I read this as soon as I could after reading Inkheart....but I was kind of disappointed. Mainly because the book really sets up the third and last installment instead of wrapping its own storylines up nice and tidy. I really got to like Dustfinger, a character brought to life from a book in Inkheart, during this story. You really see him as a rounded character. In fact, I would venture to say that the majority of this book is more centered around him than around Mo, Meggie, Elinor, and Resa.
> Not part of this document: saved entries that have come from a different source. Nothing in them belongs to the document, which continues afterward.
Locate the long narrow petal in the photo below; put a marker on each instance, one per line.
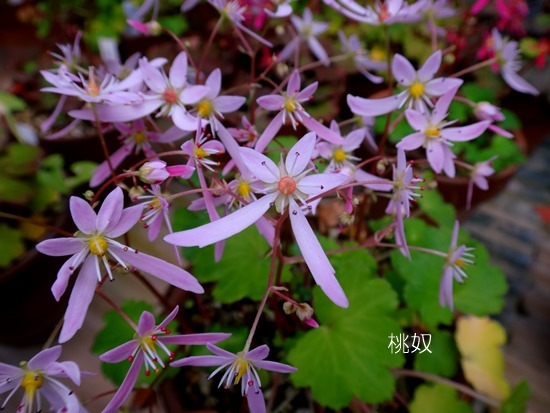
(199, 361)
(465, 133)
(119, 353)
(161, 269)
(269, 132)
(128, 218)
(318, 183)
(299, 155)
(83, 215)
(146, 323)
(44, 358)
(373, 107)
(81, 296)
(403, 71)
(315, 257)
(430, 67)
(127, 385)
(192, 339)
(58, 247)
(260, 165)
(274, 366)
(224, 227)
(111, 210)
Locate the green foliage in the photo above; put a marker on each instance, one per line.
(244, 268)
(480, 294)
(437, 398)
(517, 401)
(443, 359)
(11, 245)
(117, 331)
(348, 354)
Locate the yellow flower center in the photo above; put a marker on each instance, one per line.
(286, 185)
(243, 189)
(339, 155)
(291, 105)
(139, 137)
(432, 132)
(241, 366)
(98, 245)
(204, 108)
(416, 90)
(32, 380)
(200, 153)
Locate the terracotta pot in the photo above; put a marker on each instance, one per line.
(29, 310)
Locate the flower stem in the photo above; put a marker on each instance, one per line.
(460, 387)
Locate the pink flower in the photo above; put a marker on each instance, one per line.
(433, 134)
(92, 245)
(284, 184)
(146, 349)
(420, 87)
(241, 367)
(39, 378)
(456, 260)
(290, 107)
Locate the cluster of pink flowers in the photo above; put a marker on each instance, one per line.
(154, 93)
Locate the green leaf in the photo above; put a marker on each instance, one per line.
(437, 398)
(10, 102)
(348, 354)
(175, 23)
(243, 270)
(443, 359)
(117, 331)
(517, 401)
(11, 245)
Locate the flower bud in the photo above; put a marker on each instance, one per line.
(153, 172)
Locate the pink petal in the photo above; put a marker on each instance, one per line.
(373, 107)
(403, 71)
(271, 102)
(161, 269)
(318, 183)
(58, 247)
(293, 86)
(119, 353)
(412, 141)
(81, 296)
(44, 358)
(465, 133)
(146, 323)
(416, 119)
(178, 71)
(315, 257)
(127, 385)
(128, 218)
(227, 104)
(111, 210)
(83, 215)
(214, 83)
(299, 155)
(260, 165)
(430, 67)
(377, 185)
(269, 132)
(224, 227)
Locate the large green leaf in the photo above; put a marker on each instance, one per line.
(243, 270)
(11, 245)
(437, 398)
(348, 354)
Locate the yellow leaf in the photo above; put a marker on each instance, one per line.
(479, 340)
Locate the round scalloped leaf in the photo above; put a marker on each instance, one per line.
(348, 355)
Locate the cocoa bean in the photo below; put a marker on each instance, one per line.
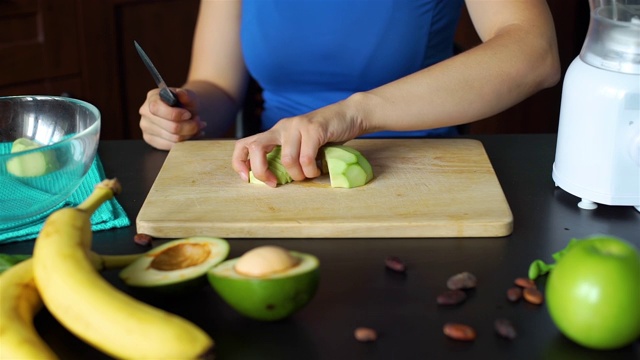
(505, 329)
(460, 332)
(394, 263)
(533, 296)
(463, 280)
(514, 294)
(451, 297)
(365, 334)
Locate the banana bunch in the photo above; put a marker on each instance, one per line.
(67, 280)
(20, 303)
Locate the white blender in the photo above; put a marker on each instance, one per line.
(598, 147)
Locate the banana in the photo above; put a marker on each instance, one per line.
(91, 308)
(19, 303)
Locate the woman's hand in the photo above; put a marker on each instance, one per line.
(300, 138)
(163, 126)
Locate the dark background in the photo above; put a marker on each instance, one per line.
(84, 49)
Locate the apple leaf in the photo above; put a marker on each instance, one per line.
(539, 267)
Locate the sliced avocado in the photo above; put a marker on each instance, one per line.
(348, 168)
(259, 286)
(176, 265)
(276, 167)
(30, 164)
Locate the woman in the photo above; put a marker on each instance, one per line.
(333, 70)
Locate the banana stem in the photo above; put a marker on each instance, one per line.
(104, 191)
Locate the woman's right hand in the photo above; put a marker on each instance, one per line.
(162, 125)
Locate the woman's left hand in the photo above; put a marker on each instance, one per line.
(300, 137)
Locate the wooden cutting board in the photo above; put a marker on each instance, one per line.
(421, 188)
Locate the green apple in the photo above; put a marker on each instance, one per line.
(593, 293)
(347, 167)
(176, 265)
(30, 164)
(267, 283)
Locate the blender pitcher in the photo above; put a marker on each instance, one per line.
(598, 146)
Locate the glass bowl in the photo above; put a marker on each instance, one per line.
(56, 139)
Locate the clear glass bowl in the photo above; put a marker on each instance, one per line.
(38, 179)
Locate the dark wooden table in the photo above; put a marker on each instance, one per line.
(357, 290)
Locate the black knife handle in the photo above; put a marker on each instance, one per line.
(169, 97)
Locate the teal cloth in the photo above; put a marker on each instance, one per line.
(109, 215)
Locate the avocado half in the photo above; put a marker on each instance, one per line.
(176, 265)
(31, 164)
(270, 296)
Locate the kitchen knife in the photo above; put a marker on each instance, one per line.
(166, 95)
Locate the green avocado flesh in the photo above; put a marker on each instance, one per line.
(271, 297)
(276, 167)
(347, 167)
(30, 164)
(176, 264)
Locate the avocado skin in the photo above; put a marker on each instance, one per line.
(267, 299)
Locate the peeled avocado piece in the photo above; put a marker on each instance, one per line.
(176, 265)
(276, 167)
(32, 164)
(347, 167)
(267, 283)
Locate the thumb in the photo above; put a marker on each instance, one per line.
(187, 98)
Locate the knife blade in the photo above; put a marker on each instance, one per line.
(166, 95)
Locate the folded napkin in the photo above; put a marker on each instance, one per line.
(109, 215)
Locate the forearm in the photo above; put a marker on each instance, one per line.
(215, 107)
(478, 83)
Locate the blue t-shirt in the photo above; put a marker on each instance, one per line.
(306, 54)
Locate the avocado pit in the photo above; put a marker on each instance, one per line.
(265, 260)
(181, 256)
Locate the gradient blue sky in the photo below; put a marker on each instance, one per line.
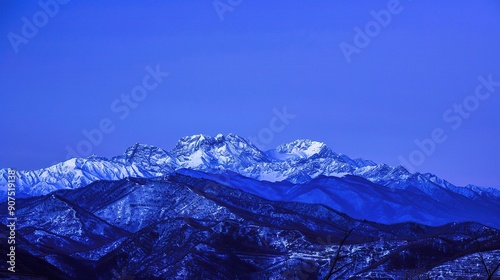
(227, 76)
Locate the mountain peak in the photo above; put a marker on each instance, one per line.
(305, 148)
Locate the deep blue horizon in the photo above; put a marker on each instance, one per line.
(397, 82)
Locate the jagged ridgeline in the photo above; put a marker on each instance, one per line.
(220, 208)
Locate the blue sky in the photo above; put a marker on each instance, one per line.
(232, 75)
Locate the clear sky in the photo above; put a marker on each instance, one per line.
(368, 78)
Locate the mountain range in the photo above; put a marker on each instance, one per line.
(220, 208)
(303, 170)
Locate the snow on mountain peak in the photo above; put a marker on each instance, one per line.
(304, 148)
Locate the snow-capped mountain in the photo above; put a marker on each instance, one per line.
(181, 227)
(298, 162)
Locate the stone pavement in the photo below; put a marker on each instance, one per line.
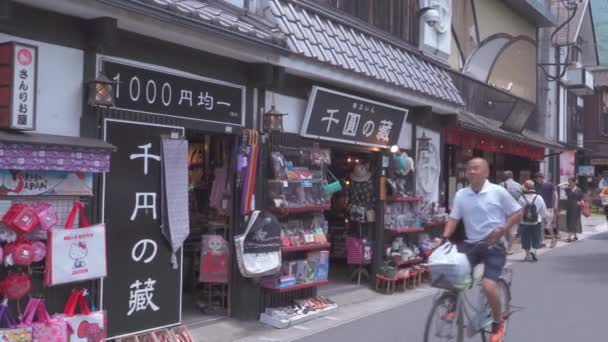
(354, 305)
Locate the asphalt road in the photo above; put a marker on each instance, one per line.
(564, 298)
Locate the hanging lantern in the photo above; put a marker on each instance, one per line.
(424, 143)
(273, 120)
(101, 91)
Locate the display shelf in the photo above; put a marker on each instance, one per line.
(300, 210)
(405, 230)
(313, 180)
(412, 262)
(295, 287)
(282, 323)
(434, 224)
(309, 247)
(405, 199)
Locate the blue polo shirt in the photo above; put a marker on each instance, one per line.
(484, 211)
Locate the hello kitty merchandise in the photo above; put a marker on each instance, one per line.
(214, 260)
(78, 251)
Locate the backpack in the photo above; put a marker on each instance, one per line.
(530, 215)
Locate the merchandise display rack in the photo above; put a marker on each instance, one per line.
(304, 248)
(295, 287)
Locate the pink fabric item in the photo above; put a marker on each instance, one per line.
(46, 214)
(45, 329)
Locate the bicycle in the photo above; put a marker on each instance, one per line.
(452, 307)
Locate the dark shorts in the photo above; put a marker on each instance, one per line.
(493, 257)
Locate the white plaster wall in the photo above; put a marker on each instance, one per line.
(60, 87)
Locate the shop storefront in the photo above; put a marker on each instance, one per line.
(345, 194)
(171, 202)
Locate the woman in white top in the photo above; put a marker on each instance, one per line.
(534, 212)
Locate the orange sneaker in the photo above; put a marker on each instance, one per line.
(499, 333)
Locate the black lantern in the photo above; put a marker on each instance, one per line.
(424, 143)
(273, 120)
(101, 91)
After reading Inkheart and Inkspell so close together I have noticed the author's foreshadowing style is a bit predictable, and I guessed correctly what happened in the 3rd book, according to wikipedia. (I just don't have the time to read it, and there are a few plot spins that make me not want to read it too so I cheated by reading the synopsis on wikipedia. Hey, I still wanted to know how she ended it!)

Plus, I have to admit that a close associate warned me over the weekend that the 3rd book was night and day different from the first book....so that kind of turned me off too. But I'm glad she warned me because after seeing the synopsis I would have been mad if I had spent a couple days reading it and was disappointed that what I wanted to happen didn't happen afterall.

Inkspell continues the adventures begun in Inkheart, only instead of having characters come out of books into the "real world" like in Inkheart, the characters enter the inkworld within the pages of the fictional Inkheart book in Inkspell.